Shifting Seasons: The Long Green Growing Time

This Sunday is Trinity Sunday, the gateway out of Eastertide and into the long green growing season of Ordinary Time, which will last until Advent. As has been the pattern, we are changing up our liturgical pieces with the change in liturgical seasons. Because Ordinary Time is so long we will be breaking it up into two blocks: May-August and September-November.

For this first block, we are moving back into the Book of Common Prayer with Eucharistic Prayer A. Our service music will shift too, to what are hopefully familiar and singable settings, and we’ll be using the piano a lot more. We will return to speaking the Lord’s Prayer rather than singing it.

Since change is in the air, we thought we’d move the chairs in church too! No, that’s not a joke. But it hopefully also won’t feel like a big shock. To create a more intimate feeling over the summer months we’ve shifted the chairs from straight rows angled forward, to curved rows angled forward. They kind of look and feel like an embrace.
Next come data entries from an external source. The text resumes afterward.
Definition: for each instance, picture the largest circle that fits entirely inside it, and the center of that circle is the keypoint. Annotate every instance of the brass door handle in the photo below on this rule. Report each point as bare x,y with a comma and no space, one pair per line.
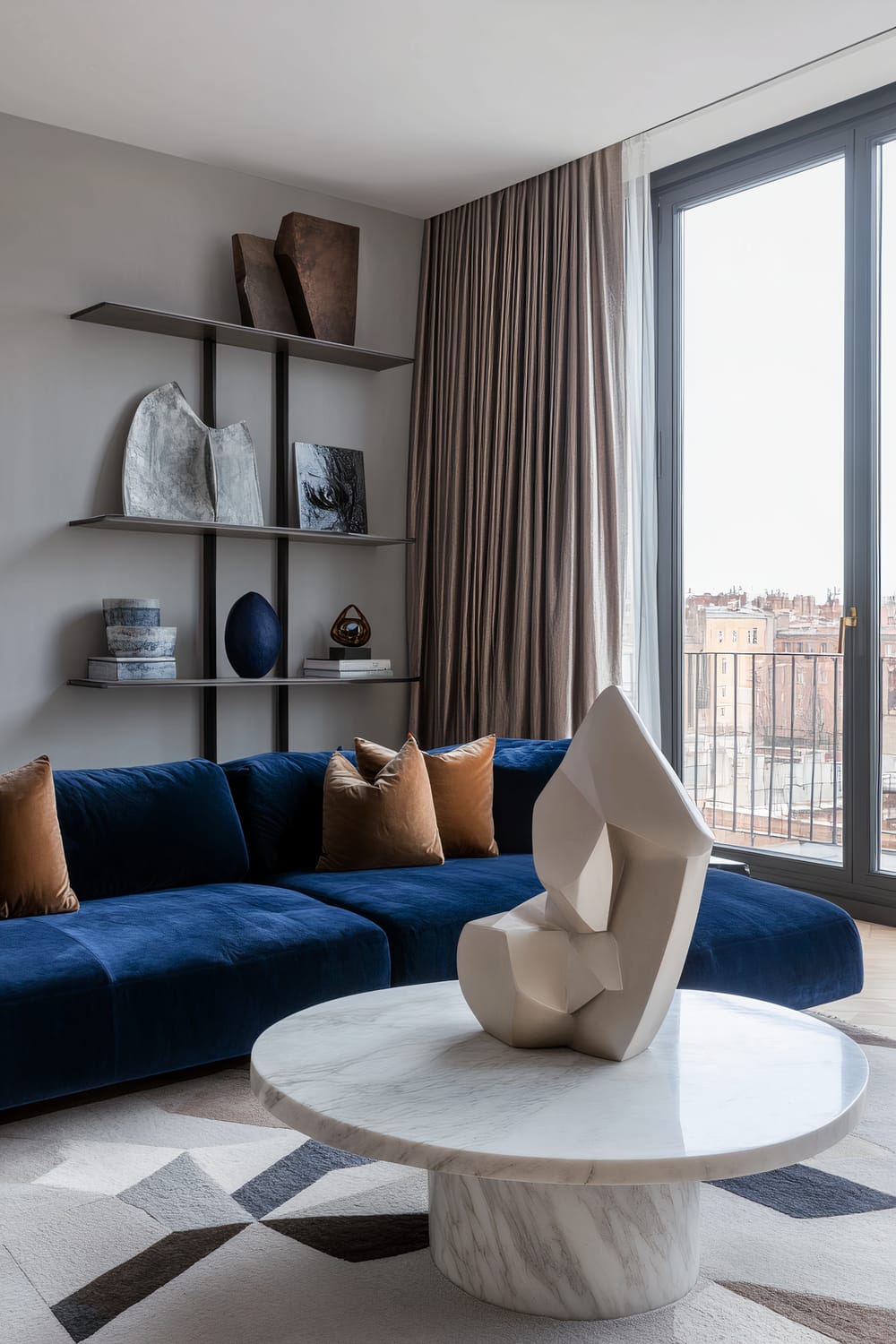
849,620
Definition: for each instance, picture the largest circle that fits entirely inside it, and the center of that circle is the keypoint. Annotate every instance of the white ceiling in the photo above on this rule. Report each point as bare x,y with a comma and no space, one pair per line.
414,105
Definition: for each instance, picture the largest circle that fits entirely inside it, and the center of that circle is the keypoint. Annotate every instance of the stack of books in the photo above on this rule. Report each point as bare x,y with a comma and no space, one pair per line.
117,668
349,669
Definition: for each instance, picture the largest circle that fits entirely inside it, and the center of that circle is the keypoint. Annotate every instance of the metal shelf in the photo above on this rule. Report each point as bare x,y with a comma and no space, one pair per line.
121,523
231,333
239,682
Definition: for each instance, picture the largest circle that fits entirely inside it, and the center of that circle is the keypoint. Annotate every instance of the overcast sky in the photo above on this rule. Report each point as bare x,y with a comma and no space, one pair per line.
762,387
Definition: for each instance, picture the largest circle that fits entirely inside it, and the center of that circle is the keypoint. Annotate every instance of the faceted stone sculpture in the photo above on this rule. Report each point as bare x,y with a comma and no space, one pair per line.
594,961
168,470
317,260
260,285
179,468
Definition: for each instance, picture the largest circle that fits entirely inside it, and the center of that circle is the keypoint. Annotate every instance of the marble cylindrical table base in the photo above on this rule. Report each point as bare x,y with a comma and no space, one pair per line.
571,1252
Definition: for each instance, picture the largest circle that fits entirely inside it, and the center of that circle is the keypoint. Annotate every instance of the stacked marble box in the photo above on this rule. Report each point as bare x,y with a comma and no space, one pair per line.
140,648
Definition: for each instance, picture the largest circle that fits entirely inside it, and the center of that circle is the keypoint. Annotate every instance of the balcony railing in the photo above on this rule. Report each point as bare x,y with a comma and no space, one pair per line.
763,747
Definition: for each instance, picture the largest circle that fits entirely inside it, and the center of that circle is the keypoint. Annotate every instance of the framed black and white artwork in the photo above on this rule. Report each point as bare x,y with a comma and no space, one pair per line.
330,488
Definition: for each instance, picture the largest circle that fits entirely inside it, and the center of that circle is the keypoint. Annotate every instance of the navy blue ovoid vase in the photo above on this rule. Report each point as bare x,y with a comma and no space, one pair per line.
253,636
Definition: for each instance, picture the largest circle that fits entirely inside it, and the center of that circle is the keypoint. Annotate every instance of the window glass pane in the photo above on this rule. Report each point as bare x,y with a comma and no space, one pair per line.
762,424
888,494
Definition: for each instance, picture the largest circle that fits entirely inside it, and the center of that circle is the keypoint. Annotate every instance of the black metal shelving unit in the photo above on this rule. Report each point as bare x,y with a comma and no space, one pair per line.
282,347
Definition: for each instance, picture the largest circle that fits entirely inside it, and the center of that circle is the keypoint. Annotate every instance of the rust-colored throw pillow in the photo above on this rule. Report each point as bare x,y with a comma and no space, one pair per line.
387,822
462,788
34,875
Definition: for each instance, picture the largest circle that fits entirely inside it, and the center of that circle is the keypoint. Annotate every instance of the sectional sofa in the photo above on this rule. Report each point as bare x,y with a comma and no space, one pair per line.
202,919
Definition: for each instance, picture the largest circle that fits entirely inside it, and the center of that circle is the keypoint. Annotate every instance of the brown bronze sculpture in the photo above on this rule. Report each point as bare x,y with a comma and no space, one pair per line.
351,631
317,260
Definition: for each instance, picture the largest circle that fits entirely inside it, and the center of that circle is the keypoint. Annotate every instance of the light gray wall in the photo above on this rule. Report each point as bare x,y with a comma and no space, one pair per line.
86,220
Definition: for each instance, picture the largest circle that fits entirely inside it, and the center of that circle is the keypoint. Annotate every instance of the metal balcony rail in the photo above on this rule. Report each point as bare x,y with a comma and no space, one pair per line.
763,745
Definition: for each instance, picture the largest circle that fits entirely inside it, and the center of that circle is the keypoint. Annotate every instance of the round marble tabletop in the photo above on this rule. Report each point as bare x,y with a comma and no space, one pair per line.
729,1086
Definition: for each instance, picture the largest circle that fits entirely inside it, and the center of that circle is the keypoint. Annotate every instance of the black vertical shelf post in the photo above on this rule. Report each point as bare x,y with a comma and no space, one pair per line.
281,488
210,572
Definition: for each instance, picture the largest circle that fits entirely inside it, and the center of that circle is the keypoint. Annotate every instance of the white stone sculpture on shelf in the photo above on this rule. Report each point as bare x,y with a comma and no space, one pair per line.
177,467
594,961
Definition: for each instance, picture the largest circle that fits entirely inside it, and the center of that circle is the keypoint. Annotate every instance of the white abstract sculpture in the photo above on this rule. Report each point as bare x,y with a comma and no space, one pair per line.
594,961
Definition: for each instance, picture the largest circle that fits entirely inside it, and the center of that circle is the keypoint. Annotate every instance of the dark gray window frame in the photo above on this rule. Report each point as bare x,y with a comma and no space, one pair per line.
850,131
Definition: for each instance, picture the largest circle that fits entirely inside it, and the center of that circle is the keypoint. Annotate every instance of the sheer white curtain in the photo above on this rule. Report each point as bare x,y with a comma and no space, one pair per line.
641,650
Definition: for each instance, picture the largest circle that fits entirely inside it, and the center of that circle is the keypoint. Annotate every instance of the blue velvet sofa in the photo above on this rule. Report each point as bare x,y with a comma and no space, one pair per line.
202,919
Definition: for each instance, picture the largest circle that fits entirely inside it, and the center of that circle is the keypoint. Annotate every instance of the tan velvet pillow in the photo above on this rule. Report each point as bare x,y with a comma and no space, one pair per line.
462,789
387,822
34,875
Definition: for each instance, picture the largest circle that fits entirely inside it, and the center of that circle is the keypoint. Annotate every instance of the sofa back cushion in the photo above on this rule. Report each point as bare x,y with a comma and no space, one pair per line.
280,798
144,828
521,771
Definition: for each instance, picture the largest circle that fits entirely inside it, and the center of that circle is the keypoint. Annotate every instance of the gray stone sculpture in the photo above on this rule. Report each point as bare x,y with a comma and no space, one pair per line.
179,468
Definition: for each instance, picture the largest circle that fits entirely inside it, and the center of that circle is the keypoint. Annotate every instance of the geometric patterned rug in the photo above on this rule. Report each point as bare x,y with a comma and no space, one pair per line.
185,1214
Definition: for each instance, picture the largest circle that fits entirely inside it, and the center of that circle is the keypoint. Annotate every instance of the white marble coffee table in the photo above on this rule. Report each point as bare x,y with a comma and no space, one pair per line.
562,1185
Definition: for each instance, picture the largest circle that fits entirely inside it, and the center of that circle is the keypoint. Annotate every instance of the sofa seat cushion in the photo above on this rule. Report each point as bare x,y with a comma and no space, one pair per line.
145,828
151,983
422,910
771,943
56,1012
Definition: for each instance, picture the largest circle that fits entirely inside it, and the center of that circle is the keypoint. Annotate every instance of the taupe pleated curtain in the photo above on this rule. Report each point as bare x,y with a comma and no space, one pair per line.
517,459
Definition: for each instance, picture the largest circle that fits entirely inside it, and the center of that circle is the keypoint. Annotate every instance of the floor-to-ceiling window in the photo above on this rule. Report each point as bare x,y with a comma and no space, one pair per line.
777,343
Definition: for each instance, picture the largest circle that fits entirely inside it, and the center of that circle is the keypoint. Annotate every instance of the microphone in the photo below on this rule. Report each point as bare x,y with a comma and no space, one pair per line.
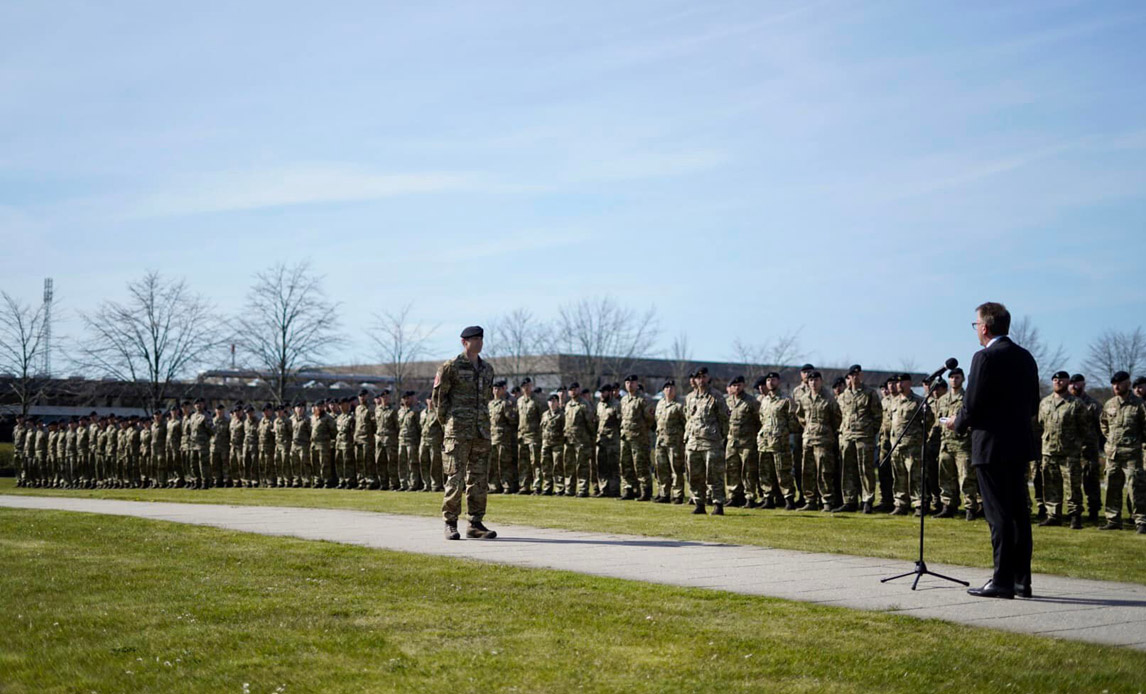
951,363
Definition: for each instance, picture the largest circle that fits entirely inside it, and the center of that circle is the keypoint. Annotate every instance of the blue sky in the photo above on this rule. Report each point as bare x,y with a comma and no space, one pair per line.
862,172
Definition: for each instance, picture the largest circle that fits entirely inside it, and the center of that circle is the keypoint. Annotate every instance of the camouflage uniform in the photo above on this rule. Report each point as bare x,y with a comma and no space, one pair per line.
283,438
323,432
300,450
552,444
706,428
955,457
606,473
740,455
502,430
385,418
1064,423
528,443
1123,423
462,392
1091,444
819,418
862,415
430,450
905,460
670,460
365,432
344,450
580,432
220,450
409,431
198,426
637,420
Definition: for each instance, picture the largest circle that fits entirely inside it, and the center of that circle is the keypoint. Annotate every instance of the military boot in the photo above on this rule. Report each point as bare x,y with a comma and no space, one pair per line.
479,531
452,530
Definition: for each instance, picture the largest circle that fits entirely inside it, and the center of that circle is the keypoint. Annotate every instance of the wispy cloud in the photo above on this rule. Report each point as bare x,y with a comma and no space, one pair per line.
299,184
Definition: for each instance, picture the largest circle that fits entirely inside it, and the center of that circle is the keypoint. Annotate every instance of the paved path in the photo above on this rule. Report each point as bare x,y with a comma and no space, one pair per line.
1069,608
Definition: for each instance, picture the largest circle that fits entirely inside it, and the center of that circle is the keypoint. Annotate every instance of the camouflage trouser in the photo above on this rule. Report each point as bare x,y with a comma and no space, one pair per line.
776,473
322,458
1092,479
819,466
1057,470
344,463
386,455
408,465
956,476
528,466
905,468
742,467
199,464
672,470
605,471
549,468
634,464
235,467
502,473
300,462
220,468
430,460
1116,464
706,473
577,468
283,463
858,462
366,459
465,466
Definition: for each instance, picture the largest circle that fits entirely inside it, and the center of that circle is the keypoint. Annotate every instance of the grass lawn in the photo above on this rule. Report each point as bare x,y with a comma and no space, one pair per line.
104,604
1084,553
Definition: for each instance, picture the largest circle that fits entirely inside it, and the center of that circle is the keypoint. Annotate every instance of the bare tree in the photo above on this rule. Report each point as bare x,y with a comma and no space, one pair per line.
606,336
680,355
21,342
516,337
1115,351
159,333
287,324
1049,360
399,341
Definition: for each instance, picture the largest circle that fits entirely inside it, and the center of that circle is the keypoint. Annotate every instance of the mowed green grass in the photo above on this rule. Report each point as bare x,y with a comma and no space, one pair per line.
1088,553
103,604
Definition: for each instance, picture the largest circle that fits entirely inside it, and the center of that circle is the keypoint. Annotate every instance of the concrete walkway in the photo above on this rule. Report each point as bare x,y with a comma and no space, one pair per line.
1068,608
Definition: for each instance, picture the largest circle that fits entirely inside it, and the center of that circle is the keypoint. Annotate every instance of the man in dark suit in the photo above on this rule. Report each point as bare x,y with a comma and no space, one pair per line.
998,407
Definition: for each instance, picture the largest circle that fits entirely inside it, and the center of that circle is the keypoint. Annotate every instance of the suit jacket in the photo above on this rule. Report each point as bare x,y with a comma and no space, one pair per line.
1001,401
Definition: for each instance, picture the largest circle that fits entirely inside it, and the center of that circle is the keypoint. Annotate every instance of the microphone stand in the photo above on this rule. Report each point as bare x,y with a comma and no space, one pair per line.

The other change is that the baptismal font is now at the back, rather than the center of the carpets in the center aisle. One of the things we talked about in the Episcopal 101 series is that how a sacred space is set up is a theological statement. By putting the font there, what we are creating is a space where the two great sacraments of the church – baptism (font) and Eucharist (altar) – are the visual anchors at the front and back of the gathered community. The lectern where the Prayers of the People are read is now more central in the aisle.

I invite you to try on these shifts over the next few months. See what you notice, pay attention to what feels good and to what feels perhaps uncomfortable. Encounter Christ in community no matter what. And if you have questions or reflections you’d like to share, drop me a line so we can set up a time to chat.